Hasselbach is the founder of EXIT Deutschland, an organization that helps other people leave the Nazi movement and build new lives for themselves. Getting out of an extremist group is a complicated process, because the groups often retaliate against members who try to leave with death threats and physical attacks. Their closest allies become their worst enemies. Kimmel says, “If you want to help these guys get out, you can’t just say, ‘By the way, your ideology is wrong’ or ‘Your interpretation of Mein Kampf is wrong,’ because that won’t resonate at all. These guys are in it for the emotional experience of connectedness, and if you don’t minister to that, you won’t really be able to help them get out.” The support groups he focuses on in Healing from Hate, including Life After Hate in the United States, are all run by “formers” like Hasselbach. Since they’ve been in the movement themselves, they understand that if a sense of brotherhood and camaraderie is part of why people join—and remain in—hate groups, exit organizations have to be able to offer them those same kinds of connections outside the movement.

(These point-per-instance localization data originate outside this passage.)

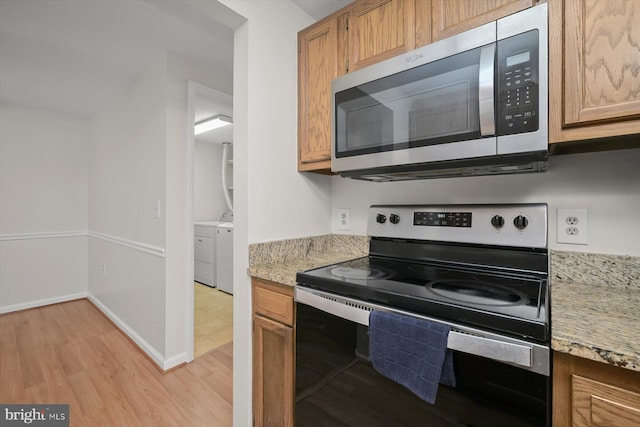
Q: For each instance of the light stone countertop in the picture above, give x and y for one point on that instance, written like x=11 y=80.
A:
x=285 y=272
x=600 y=323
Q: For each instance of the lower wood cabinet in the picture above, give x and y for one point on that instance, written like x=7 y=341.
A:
x=588 y=393
x=273 y=354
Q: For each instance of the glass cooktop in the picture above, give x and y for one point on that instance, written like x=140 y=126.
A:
x=505 y=301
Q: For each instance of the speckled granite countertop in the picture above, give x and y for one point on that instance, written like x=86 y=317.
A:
x=594 y=307
x=285 y=272
x=600 y=323
x=280 y=261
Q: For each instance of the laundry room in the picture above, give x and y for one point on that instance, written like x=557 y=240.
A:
x=212 y=218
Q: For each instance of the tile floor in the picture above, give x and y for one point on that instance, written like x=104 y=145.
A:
x=213 y=318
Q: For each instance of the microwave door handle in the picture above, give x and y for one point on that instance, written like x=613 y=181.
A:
x=486 y=91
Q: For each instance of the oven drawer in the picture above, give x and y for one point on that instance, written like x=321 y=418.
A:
x=273 y=301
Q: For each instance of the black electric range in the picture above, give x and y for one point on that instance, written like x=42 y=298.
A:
x=484 y=266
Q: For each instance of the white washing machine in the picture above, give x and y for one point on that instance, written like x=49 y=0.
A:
x=224 y=257
x=204 y=252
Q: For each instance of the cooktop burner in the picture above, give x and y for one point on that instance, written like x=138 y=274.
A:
x=480 y=293
x=344 y=272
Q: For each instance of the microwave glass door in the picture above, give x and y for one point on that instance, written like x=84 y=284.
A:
x=429 y=104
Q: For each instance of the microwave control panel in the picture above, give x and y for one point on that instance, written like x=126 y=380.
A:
x=518 y=72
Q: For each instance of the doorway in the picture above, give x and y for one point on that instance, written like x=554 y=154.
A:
x=210 y=155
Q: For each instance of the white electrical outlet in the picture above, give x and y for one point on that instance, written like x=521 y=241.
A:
x=572 y=226
x=344 y=219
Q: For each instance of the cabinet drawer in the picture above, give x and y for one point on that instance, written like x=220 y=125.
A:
x=204 y=231
x=203 y=249
x=599 y=404
x=273 y=304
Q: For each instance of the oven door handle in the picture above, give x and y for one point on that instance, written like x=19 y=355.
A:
x=491 y=349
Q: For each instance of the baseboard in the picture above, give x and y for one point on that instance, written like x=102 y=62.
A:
x=42 y=302
x=155 y=356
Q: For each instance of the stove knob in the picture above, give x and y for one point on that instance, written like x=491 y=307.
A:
x=520 y=222
x=497 y=221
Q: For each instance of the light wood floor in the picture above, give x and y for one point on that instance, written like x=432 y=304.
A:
x=70 y=353
x=213 y=319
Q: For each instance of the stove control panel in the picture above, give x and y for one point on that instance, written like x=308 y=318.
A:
x=518 y=225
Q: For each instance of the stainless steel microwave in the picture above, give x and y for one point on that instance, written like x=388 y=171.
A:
x=472 y=104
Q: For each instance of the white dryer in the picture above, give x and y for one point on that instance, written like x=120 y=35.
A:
x=224 y=257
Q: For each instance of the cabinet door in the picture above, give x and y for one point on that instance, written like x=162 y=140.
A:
x=596 y=44
x=596 y=403
x=455 y=16
x=273 y=367
x=317 y=65
x=380 y=29
x=589 y=394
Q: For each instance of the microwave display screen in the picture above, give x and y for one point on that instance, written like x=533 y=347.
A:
x=517 y=59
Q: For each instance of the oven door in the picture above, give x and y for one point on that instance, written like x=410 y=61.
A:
x=500 y=380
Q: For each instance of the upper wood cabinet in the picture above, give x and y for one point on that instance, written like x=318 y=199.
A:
x=317 y=66
x=378 y=30
x=594 y=69
x=455 y=16
x=363 y=33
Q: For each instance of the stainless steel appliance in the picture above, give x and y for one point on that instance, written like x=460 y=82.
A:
x=472 y=104
x=481 y=269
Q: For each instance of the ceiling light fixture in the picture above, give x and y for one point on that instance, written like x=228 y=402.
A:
x=211 y=123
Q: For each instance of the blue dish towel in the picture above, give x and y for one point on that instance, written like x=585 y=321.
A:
x=412 y=352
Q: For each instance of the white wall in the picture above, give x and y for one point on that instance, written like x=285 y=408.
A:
x=606 y=183
x=126 y=179
x=43 y=207
x=138 y=158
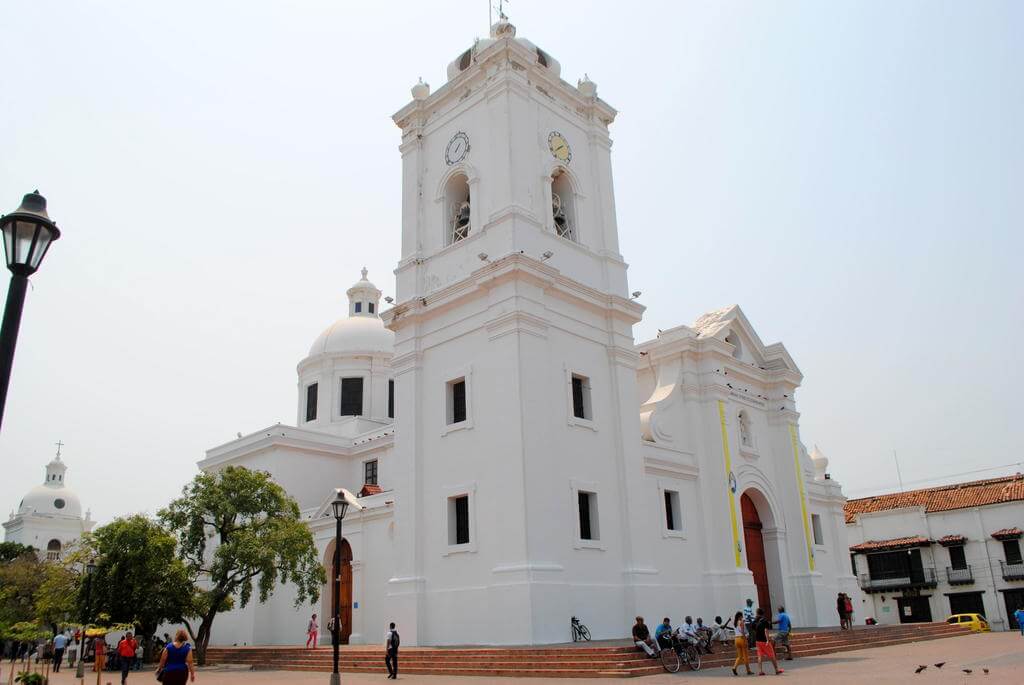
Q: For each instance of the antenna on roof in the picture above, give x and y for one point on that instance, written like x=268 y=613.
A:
x=898 y=476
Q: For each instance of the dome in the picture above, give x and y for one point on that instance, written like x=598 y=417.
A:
x=53 y=498
x=361 y=332
x=354 y=335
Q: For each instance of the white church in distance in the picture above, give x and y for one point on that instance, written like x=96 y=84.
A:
x=49 y=516
x=520 y=458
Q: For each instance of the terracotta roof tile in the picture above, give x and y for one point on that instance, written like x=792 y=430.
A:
x=949 y=541
x=943 y=498
x=1008 y=533
x=894 y=544
x=370 y=488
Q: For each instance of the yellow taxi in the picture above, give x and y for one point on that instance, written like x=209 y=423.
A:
x=975 y=622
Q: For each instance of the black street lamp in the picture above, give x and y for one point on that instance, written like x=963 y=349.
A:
x=90 y=568
x=342 y=502
x=28 y=232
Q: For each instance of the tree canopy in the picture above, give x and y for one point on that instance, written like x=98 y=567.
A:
x=138 y=579
x=240 y=532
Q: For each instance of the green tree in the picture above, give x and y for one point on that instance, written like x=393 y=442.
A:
x=138 y=579
x=11 y=551
x=257 y=539
x=57 y=595
x=19 y=582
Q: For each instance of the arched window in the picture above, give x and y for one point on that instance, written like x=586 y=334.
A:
x=563 y=206
x=744 y=430
x=737 y=348
x=457 y=208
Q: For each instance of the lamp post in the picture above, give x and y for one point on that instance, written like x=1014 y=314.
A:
x=28 y=232
x=342 y=501
x=90 y=568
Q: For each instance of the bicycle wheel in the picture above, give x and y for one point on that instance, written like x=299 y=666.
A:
x=670 y=659
x=693 y=657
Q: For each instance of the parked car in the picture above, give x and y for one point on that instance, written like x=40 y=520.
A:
x=975 y=622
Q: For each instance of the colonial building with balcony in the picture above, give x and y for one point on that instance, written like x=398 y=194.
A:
x=926 y=554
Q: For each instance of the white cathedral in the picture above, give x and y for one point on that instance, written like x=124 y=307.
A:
x=521 y=460
x=49 y=516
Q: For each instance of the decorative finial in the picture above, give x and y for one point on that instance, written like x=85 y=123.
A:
x=421 y=90
x=587 y=87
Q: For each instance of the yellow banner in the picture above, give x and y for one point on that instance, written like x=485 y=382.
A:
x=730 y=483
x=803 y=497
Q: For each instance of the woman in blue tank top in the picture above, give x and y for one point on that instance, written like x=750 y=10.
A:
x=176 y=662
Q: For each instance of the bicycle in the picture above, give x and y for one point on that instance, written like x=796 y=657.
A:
x=679 y=653
x=580 y=631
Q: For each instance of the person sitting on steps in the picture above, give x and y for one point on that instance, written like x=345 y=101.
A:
x=642 y=639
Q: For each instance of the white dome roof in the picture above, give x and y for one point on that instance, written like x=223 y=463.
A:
x=354 y=335
x=53 y=498
x=361 y=332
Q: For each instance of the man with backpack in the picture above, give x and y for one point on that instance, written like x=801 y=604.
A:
x=391 y=642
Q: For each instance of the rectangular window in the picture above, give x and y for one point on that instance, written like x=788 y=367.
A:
x=351 y=396
x=457 y=400
x=311 y=402
x=581 y=397
x=1013 y=550
x=588 y=516
x=390 y=398
x=673 y=515
x=459 y=519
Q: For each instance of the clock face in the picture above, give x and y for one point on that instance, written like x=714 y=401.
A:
x=559 y=146
x=457 y=148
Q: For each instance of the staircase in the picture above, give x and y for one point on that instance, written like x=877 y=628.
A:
x=617 y=659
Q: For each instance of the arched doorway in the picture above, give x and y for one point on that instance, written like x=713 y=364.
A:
x=346 y=590
x=754 y=542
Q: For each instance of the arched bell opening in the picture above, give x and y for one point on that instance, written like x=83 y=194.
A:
x=457 y=209
x=563 y=206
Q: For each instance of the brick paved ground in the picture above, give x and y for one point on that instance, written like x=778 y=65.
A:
x=1003 y=653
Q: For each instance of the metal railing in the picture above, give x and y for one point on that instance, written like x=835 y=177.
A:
x=1013 y=571
x=960 y=575
x=918 y=578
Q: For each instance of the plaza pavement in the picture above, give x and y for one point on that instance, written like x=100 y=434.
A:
x=1001 y=653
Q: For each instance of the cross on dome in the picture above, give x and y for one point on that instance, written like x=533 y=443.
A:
x=364 y=297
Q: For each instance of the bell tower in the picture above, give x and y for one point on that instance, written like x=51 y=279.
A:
x=517 y=428
x=505 y=158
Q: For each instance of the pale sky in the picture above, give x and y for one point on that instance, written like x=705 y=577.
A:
x=851 y=173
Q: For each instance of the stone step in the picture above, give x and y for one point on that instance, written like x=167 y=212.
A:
x=605 y=661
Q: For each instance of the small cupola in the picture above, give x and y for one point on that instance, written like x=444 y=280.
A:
x=364 y=298
x=54 y=473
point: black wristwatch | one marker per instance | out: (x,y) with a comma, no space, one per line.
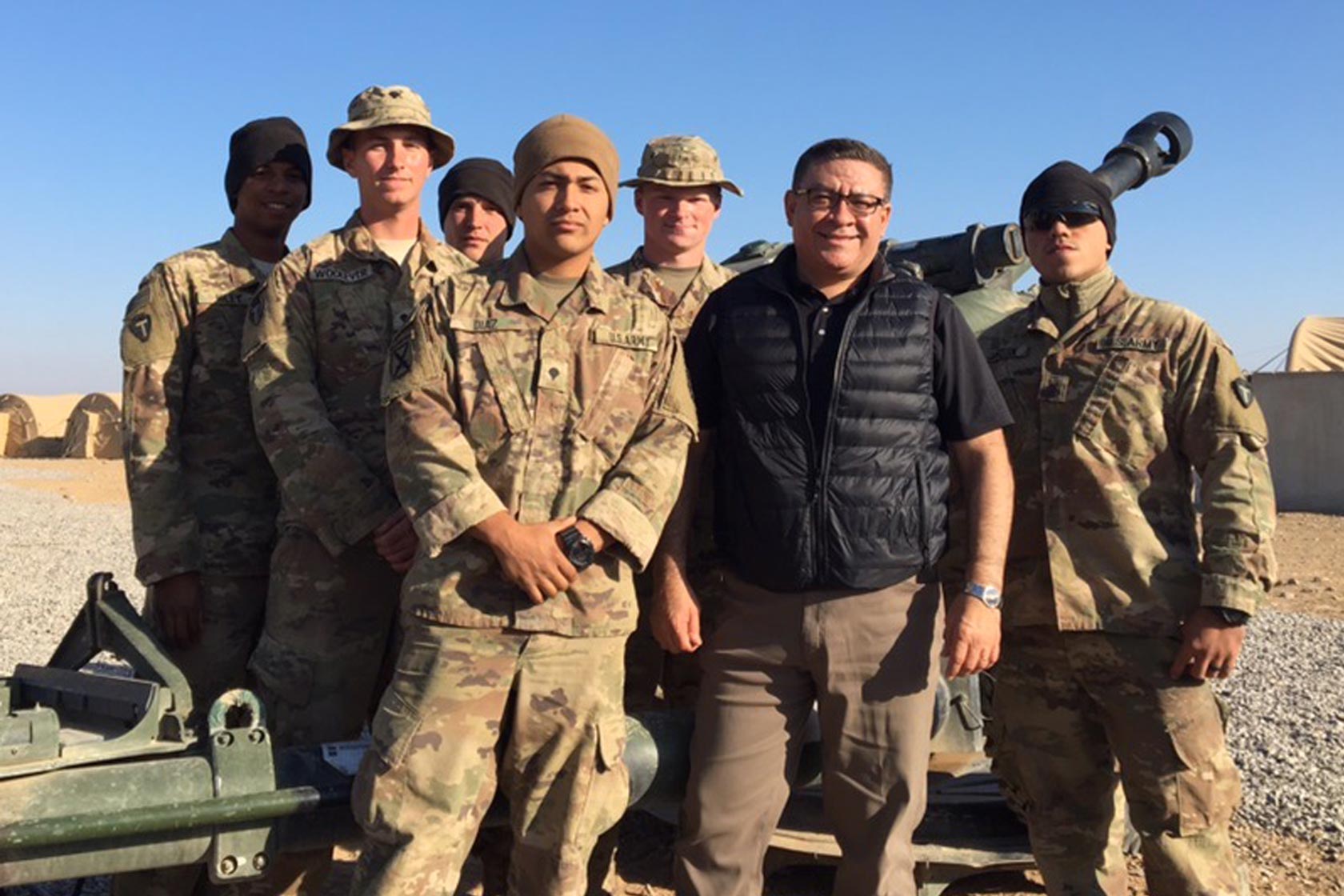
(577,548)
(1233,617)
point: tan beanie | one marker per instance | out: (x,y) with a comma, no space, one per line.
(566,138)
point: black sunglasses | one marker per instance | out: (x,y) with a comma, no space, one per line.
(1074,215)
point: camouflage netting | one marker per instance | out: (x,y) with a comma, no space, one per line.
(93,427)
(1318,346)
(34,425)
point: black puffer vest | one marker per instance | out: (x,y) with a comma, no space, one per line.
(867,506)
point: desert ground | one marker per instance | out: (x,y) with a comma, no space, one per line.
(61,520)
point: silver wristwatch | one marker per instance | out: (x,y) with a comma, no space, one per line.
(986,594)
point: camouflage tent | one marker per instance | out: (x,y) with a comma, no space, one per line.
(1318,346)
(34,425)
(93,427)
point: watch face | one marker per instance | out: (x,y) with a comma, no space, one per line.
(581,554)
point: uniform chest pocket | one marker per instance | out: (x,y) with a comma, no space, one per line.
(494,405)
(613,387)
(1124,411)
(218,330)
(351,326)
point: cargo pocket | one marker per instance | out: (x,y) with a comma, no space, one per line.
(398,718)
(1206,793)
(609,793)
(282,674)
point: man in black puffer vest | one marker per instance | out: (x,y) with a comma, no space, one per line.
(835,394)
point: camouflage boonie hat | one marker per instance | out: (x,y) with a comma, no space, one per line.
(680,162)
(386,106)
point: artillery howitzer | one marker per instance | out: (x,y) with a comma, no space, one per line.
(104,774)
(978,266)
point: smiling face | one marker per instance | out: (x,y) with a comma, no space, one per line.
(476,227)
(270,199)
(391,166)
(836,246)
(676,219)
(563,211)
(1063,254)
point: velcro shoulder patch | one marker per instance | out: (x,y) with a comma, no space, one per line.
(1132,344)
(626,338)
(140,326)
(340,273)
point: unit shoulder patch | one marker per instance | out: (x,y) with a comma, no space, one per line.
(142,326)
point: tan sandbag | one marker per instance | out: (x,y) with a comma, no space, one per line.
(37,423)
(1318,346)
(93,427)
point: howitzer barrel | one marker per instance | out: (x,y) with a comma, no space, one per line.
(1142,154)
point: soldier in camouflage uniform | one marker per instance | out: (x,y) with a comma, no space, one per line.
(202,494)
(538,418)
(1118,603)
(679,192)
(314,346)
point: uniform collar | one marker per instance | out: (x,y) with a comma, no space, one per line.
(516,286)
(237,257)
(1066,310)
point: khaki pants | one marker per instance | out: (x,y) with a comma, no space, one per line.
(320,662)
(1066,707)
(870,661)
(468,710)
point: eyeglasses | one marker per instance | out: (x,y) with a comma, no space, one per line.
(1074,215)
(826,201)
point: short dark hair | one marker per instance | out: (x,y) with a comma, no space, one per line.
(836,150)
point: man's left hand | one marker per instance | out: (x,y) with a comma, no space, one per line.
(1210,646)
(970,640)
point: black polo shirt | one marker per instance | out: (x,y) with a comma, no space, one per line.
(970,402)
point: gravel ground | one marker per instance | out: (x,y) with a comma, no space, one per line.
(1288,727)
(1286,698)
(49,548)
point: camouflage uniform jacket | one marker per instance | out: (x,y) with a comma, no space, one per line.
(202,494)
(314,346)
(1113,418)
(680,310)
(494,407)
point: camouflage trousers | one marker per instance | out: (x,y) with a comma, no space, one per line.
(320,662)
(1069,706)
(233,609)
(472,710)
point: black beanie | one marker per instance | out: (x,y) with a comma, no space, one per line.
(482,178)
(1063,184)
(264,142)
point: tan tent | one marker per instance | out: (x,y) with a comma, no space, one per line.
(1318,346)
(34,425)
(93,427)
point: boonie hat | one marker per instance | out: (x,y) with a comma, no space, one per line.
(386,106)
(680,162)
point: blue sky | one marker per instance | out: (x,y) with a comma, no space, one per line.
(118,118)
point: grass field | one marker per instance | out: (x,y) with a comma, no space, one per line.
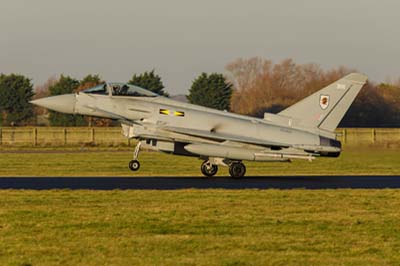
(197,227)
(113,162)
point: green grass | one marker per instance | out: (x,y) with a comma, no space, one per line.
(113,162)
(198,227)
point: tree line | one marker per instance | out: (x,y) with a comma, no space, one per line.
(251,86)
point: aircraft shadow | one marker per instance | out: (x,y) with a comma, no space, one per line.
(173,183)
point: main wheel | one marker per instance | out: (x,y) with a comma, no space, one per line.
(208,170)
(237,170)
(134,165)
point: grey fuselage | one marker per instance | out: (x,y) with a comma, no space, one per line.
(161,118)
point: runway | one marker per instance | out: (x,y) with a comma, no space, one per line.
(173,183)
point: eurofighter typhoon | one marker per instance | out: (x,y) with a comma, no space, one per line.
(304,130)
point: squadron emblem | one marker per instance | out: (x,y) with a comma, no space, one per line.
(324,101)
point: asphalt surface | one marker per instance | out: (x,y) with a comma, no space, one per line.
(171,183)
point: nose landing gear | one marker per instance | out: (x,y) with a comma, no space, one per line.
(134,165)
(237,169)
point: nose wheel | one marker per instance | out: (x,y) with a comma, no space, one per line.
(237,170)
(134,165)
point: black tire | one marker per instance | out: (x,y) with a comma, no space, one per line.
(134,165)
(237,170)
(209,172)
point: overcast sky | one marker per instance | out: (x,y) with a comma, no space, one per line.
(182,38)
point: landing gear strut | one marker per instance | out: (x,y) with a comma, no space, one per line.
(134,165)
(237,169)
(208,169)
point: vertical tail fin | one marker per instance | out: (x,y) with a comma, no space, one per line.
(325,108)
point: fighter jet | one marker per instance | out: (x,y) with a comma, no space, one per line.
(305,130)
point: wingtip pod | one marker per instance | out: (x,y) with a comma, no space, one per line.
(357,78)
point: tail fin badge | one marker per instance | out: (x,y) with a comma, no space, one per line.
(324,101)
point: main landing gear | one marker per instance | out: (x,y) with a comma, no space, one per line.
(236,168)
(134,165)
(209,169)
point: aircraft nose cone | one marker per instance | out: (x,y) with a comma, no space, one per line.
(60,103)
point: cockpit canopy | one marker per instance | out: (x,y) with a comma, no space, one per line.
(120,89)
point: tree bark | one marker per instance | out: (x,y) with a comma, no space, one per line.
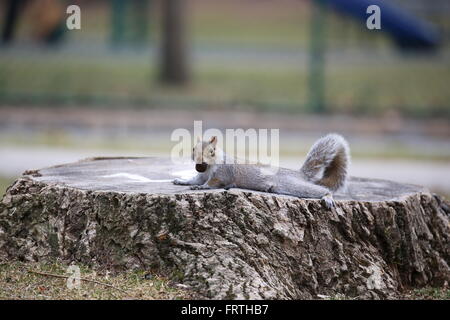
(381,238)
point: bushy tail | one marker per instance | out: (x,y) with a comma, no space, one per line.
(327,162)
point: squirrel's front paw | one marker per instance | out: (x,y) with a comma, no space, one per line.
(328,201)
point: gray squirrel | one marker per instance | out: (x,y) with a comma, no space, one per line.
(323,172)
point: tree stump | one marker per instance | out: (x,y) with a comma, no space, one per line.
(120,213)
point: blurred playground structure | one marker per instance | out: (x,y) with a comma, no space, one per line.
(279,55)
(137,69)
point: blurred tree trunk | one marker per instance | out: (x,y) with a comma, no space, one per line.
(174,69)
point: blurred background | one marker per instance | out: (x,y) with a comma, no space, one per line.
(139,69)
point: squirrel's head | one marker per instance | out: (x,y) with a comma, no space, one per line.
(204,154)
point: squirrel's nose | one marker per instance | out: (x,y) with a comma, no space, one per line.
(201,167)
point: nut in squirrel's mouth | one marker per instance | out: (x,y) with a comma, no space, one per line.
(201,167)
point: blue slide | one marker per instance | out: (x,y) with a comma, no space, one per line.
(408,31)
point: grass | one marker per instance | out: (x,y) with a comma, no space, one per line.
(413,86)
(41,281)
(32,281)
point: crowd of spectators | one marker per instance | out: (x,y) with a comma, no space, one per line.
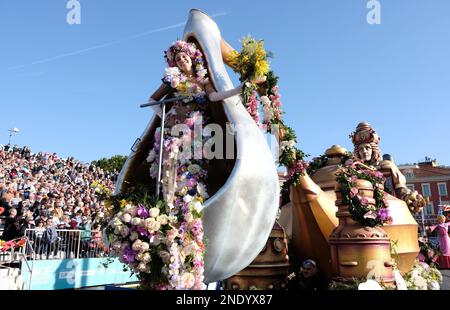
(47,193)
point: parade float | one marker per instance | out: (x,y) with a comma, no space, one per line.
(216,220)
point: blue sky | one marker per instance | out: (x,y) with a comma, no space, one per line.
(76,89)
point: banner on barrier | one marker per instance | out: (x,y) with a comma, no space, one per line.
(75,273)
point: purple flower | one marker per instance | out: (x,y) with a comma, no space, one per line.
(364,201)
(142,211)
(383,214)
(353,192)
(143,231)
(128,255)
(348,162)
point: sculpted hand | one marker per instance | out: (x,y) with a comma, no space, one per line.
(415,201)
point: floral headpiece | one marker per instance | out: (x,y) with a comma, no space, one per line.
(174,77)
(182,46)
(364,133)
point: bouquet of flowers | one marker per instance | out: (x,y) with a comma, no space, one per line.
(252,63)
(423,277)
(360,209)
(429,252)
(12,244)
(161,245)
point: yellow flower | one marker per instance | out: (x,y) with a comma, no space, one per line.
(123,203)
(261,68)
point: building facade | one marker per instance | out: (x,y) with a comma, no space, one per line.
(430,180)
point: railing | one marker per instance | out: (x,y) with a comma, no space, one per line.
(65,244)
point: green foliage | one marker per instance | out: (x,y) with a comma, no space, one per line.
(116,162)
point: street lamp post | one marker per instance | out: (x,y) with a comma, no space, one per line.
(11,132)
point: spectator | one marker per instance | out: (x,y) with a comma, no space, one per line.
(85,236)
(50,239)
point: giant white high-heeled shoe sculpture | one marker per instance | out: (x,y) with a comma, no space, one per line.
(239,216)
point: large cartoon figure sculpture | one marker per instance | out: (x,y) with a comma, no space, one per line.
(237,190)
(314,209)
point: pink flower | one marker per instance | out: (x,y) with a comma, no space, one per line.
(364,201)
(353,192)
(190,122)
(370,215)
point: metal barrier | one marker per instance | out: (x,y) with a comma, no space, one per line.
(16,255)
(66,244)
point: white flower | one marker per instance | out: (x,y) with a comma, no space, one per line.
(136,221)
(117,245)
(194,169)
(126,218)
(132,210)
(139,256)
(265,100)
(144,247)
(420,283)
(146,258)
(173,219)
(434,285)
(187,198)
(162,219)
(154,212)
(287,144)
(198,206)
(399,281)
(151,156)
(187,280)
(151,224)
(171,71)
(117,229)
(134,236)
(188,217)
(369,285)
(136,245)
(201,189)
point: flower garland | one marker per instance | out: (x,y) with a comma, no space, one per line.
(158,242)
(162,240)
(429,252)
(360,208)
(423,277)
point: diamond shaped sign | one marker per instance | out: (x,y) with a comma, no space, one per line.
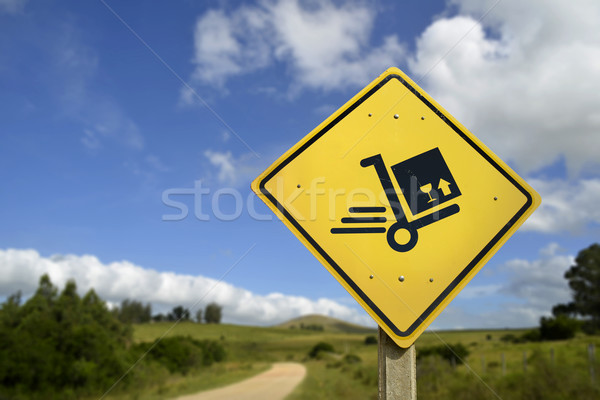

Kimmel has written several books on men and masculinity, and while writing his previous one, Angry White Men: American Masculinity at the End of an Era, he noticed that when men feel that their place in society is threatened, they may feel a sense of what he refers to as “aggrieved entitlement.” Healing from Hate grew out of his interest in the connections between masculinity and violence. His emphasis on gender is intentional. While women join hate groups, too, they do so in much smaller numbers. Kimmel says, “EXIT in Sweden has had about 900 people go through their program, and of the 900, about 20 or 30 have been women.” He says this disparity can be explained by comparing the rules of femininity and masculinity. “If you’re a girl and you’re angry, what girls often do with that anger is they turn it inward.” Men, on the other hand, often want to be feared, because they mistake fear for respect.
Let me be very, very clear. I do not believe that by understanding gender you will understand the emergence and growth of white nationalist groups, but I think without gender, you can’t understand it.
Life After Hate, a nonprofit organization that helps people leave violent far-right extremist movements behind, received a $400,000 grant from the U.S. Department of Homeland Security’s Countering Violent Extremism program in 2016. In June 2017, the Trump administration canceled the grant, because they didn’t consider domestic terrorism a serious threat. Kimmel says that after Life After Hate lost the grant, they raised $800,000 in a matter of weeks. While the government didn’t support them, the general public did.
“People really do want to be able to support a group of formers helping other guys get out. That is such an amazing idea,” says Kimmel. He believes Healing from Hate is the most hopeful book he’s ever written. “These guys have been to the darkest place you can imagine, and they got out. Everyone had written them off except themselves, except each other.” It was the sense of support and community that initially drew them to extremism, and building new support systems may be the only way they can set themselves free.